La Corte di Giustizia Europea si è pronunciata in relazione al regime giuridico del social network, nella causa C-362/14 Maximillian Schrems/Data Protection Commisioner.

Il caso è quello del sig. Schrems cittadino austriaco, utente di facebook dal 2008, che in riferimento afacebbok, presentava denuncia all’autorità irlandese di controllo, poiché riteneva alla luce delle rivelazioni fatte dal sig. Snowden sulle attività dei servizi di intelligence, negli USA non fosse offerta una tutela adeguata dei dati trasferiti verso tale paese.

La predetta autorità irlandese respingeva la denuncia poiché nel 2000 la Commissione Europea aveva ritenuto che gli Stati Uniti, nel regime di “safe harbor” (rapporto sicuro), fossero garanti in maniera adeguata dei dati personali trasferiti.

A seguito della detta decisione l’Alta Corte di Giustizia Irlanese, si rivolgeva alla Corte di Giustizia Europea per sapere se effettivamente la decisione della Commisione possa impedire ad una autorità nazionale di indagare in merito ad una denuncia nella quale si lamenta che un paese non membro non avrebbe un livello di protezione dati adeguato.

La Corte di Giustizia chiariva che una decisione della Commissione non può annullare o ridurre i poteri di cui dispongono le autorità nazionali di controllo in forza della Carta dei diritti fondamentali dell’UE e della direttiva. Ma chiariva altresì che è solo la stessa Corte di Giustizia a poter invalidare una decisione della Commissione.

Pertanto le autorità nazionali non possono fare altro che rinviare la causa davanti alla Corte di Giustizia.

Conseguentemente la Corte di Giustizia, in merito al caso Schrems, pronunciava, che la decisione della Commissione del luglio 2000, effettivamente, non constatava se gli USA garantissero effettivamente, in considerazione della loro legislazione nazionale, un livello di protezione dei dati personali equivalente nella sostanza a quello garantito nell’Unione a norma della direttiva, ma si limitava a esaminare il regime dell’approdo  sicuro. Infatti la Corte rilevava che tale regime era applicabile esclusivamente alle imprese americane sottoscriventi, mentre non vi sarebbero assoggettate le Autorità Pubbliche degli Stati Uniti.

Appare dunque evidente, a parere della Corte di Giustizia che il regime americano dell’approdo sicuro potrebbe rendere possibili ingerenze da parte delle autorità pubbliche americane nei diritti fondamentali, inoltre la decisione della Commissione non menzionerebbe l’esistenza negli Stati Uniti, di norme intese a limitare tali ingerenze, né una tutela giuridica efficace contro di esse.

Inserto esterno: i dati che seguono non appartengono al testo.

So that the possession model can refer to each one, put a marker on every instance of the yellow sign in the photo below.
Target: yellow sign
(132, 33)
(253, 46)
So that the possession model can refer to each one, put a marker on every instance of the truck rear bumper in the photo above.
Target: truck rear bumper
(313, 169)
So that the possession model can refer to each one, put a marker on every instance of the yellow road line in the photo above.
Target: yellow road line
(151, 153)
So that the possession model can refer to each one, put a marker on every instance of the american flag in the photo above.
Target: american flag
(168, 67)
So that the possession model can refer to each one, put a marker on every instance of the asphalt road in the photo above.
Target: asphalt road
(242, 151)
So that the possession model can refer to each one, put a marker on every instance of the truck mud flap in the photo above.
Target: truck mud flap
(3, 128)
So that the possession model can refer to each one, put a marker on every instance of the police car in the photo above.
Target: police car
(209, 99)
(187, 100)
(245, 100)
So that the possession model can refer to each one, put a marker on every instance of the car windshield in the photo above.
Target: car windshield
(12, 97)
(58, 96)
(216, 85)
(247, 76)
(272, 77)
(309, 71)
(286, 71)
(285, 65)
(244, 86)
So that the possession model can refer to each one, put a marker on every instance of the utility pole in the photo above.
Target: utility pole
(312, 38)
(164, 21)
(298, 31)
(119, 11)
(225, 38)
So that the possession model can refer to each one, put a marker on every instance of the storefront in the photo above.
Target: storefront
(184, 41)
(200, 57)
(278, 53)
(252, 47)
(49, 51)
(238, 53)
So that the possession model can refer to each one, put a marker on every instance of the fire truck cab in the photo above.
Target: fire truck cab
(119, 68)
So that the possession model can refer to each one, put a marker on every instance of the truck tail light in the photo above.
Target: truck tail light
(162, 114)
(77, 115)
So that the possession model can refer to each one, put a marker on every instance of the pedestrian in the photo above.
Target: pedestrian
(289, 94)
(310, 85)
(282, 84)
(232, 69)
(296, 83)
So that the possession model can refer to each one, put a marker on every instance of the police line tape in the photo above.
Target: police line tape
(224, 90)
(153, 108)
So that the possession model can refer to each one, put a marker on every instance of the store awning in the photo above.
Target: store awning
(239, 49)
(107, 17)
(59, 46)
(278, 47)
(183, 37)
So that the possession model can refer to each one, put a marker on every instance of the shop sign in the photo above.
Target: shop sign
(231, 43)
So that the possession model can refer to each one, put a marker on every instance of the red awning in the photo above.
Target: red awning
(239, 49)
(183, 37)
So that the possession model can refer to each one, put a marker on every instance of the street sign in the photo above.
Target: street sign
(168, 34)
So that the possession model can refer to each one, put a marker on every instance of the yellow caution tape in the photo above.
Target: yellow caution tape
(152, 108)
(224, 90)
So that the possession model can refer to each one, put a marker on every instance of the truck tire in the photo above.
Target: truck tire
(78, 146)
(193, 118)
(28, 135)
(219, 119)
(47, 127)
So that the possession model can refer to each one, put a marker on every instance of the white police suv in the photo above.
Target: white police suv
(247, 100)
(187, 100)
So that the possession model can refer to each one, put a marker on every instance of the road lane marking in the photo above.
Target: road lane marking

Ad avviso della Corte sarebbe inaccettabile che a livello di Unione vi sia una norma che autorizzi la conservazione dei dati personali delle persone i cui dati sono trasferiti dall’Unione agli USA, senza alcun tipo di limitazione, finalità o criteri, pertanto sarebbe un sistema normativo lesivo del diritto fondamentale al rispetto della vita privata.

Da ciò la Corte di Giustizia dichiarava l’invalidità della decisione della Commissione del 26 luglio 2000.

Come conseguenza deriva che l’autorità irlandese  di controllo dovrà esaminare la denuncia presentata da Schrems e decidere se in forza della direttiva, sarà necessario sospendere il trasferimento dati degli utenti facebook europei  verso gli USA perché tale paese non consentirebbe un’adeguata protezione.

Tale concezione trova il suo fondamento nel principio di necessità consacrato dall’art. 3 del Codice di protezione dei dati personali, inteso nella necessità di ricorrere all’utilizzo del dato personale solo in casi estremi e nella necessità di strutturare i servizi che utilizzano nuove tecnologie  in modo tale da garantire il rispetto della riservatezza utenti.